Leif leva les mains en signe de paix.

— Je ne suis pas fâché. Ta colère est légitime, son absence serait effrayante. Les comportements de certains maîtres sont inacceptables. Hélas…

— Tu n’es pas en mesure d’agir, oui, souffla-t-elle avec abattement. Il est inutile de me le répéter.

— Faux.

Surprise, Kaliska le fixa.

— Je ne suis pas autorisé à sermonner mes semblables ou à aider leurs captifs. La loi n’est pas de leur côté. Légalement, les tiens et toi… vous n’êtes que des objets.

Le rappel lui arracha une grimace.

— Pourtant, j’agis à mon échelle. Chaque lettre que j’envoie à Vent-Nouveau est un acte de rébellion envers la situation actuelle. Chaque violence que je signale, même si le Maire ou les soldats n’y donnent pas suite, est une avancée. Les guerres sont parfois silencieuses et très lentes. Souvent, elles ont l’air vaines. Néanmoins, je n’abandonne pas.

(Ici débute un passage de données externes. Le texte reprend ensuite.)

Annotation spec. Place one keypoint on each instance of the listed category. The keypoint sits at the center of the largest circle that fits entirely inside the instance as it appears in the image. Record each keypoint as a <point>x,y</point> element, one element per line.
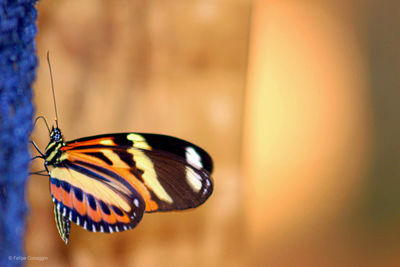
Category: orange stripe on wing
<point>86,143</point>
<point>93,214</point>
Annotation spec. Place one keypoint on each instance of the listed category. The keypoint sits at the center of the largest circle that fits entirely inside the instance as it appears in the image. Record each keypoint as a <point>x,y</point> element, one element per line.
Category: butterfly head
<point>55,135</point>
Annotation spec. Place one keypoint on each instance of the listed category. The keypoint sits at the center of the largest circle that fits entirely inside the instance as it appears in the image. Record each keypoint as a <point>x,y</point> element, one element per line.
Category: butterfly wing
<point>167,172</point>
<point>93,198</point>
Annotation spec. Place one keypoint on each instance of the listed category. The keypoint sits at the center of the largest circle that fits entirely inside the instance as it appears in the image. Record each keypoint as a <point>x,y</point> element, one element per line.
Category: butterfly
<point>105,183</point>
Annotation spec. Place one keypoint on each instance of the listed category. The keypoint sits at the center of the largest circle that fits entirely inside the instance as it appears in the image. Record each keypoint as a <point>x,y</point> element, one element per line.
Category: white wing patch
<point>193,157</point>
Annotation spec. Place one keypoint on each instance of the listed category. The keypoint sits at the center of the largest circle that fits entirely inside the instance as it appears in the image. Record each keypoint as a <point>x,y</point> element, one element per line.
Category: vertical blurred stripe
<point>306,137</point>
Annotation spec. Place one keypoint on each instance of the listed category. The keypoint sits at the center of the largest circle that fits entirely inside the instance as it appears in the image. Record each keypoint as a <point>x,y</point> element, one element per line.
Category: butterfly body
<point>105,183</point>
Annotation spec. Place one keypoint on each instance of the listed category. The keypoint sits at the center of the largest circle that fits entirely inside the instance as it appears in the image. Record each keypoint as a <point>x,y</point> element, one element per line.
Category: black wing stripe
<point>155,141</point>
<point>178,188</point>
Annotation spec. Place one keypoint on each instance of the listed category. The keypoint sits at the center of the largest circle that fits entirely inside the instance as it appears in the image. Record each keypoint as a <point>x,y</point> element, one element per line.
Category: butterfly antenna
<point>52,87</point>
<point>44,119</point>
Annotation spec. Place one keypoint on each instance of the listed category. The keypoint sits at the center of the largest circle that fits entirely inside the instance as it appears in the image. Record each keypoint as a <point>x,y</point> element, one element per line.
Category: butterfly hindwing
<point>93,201</point>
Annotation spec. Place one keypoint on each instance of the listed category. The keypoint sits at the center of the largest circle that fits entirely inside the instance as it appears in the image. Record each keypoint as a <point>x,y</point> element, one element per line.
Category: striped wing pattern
<point>105,183</point>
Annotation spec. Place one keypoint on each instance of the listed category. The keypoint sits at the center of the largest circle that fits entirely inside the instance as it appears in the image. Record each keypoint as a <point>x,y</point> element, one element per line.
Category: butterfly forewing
<point>169,173</point>
<point>104,183</point>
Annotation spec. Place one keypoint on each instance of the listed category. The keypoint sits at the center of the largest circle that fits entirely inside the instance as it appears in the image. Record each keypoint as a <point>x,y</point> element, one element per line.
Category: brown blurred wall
<point>172,67</point>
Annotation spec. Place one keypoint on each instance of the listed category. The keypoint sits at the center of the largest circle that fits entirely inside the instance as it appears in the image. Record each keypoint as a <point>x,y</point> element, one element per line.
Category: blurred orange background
<point>296,101</point>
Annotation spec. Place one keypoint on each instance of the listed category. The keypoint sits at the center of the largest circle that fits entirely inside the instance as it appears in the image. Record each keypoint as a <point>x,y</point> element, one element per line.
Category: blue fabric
<point>17,72</point>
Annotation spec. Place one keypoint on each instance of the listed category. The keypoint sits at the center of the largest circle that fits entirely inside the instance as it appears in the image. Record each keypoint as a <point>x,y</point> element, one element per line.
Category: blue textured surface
<point>17,72</point>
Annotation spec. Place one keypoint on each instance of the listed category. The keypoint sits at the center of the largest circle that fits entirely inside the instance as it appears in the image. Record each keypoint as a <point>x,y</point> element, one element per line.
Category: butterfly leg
<point>37,148</point>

» Si je réussis un jour à t’affranchir, Kaliska, ta parole vaudra enfin quelque chose. Tout ce que tu m’as déjà dit, tu le répéteras. On ne t’écoutera peut-être pas au début, mais nul ne te molestera sans que son crime soit impuni. Tu pourras devenir une représentante de ta cause, la défendre, militer pour un monde meilleur ; un monde ou Hommes et Lycanthus seront égaux. Tu es tellement forte ! Tu es mon espoir, ma manière de protester.

Plus touchée qu’elle ne souhaitait l’admettre, Kaliska refoula ses larmes et adopta une voix détachée, voire froide.

— Qui sait si je serai libre un jour ? Tu l’as déclaré : je ne suis qu’un objet.

Leif se leva, l’enveloppa de ses bras.

— C’est ce qu’ils veulent que tu croies, lui murmura-t-il. Ne doute pas de ta valeur, garde la foi. L’avenir sera différent, je te le promets. Cela prendra du temps, mais les événements évolueront. Je convaincrai le Consul de Roche-Haute. Je ne m’arrêterai pas avant d’y être parvenu.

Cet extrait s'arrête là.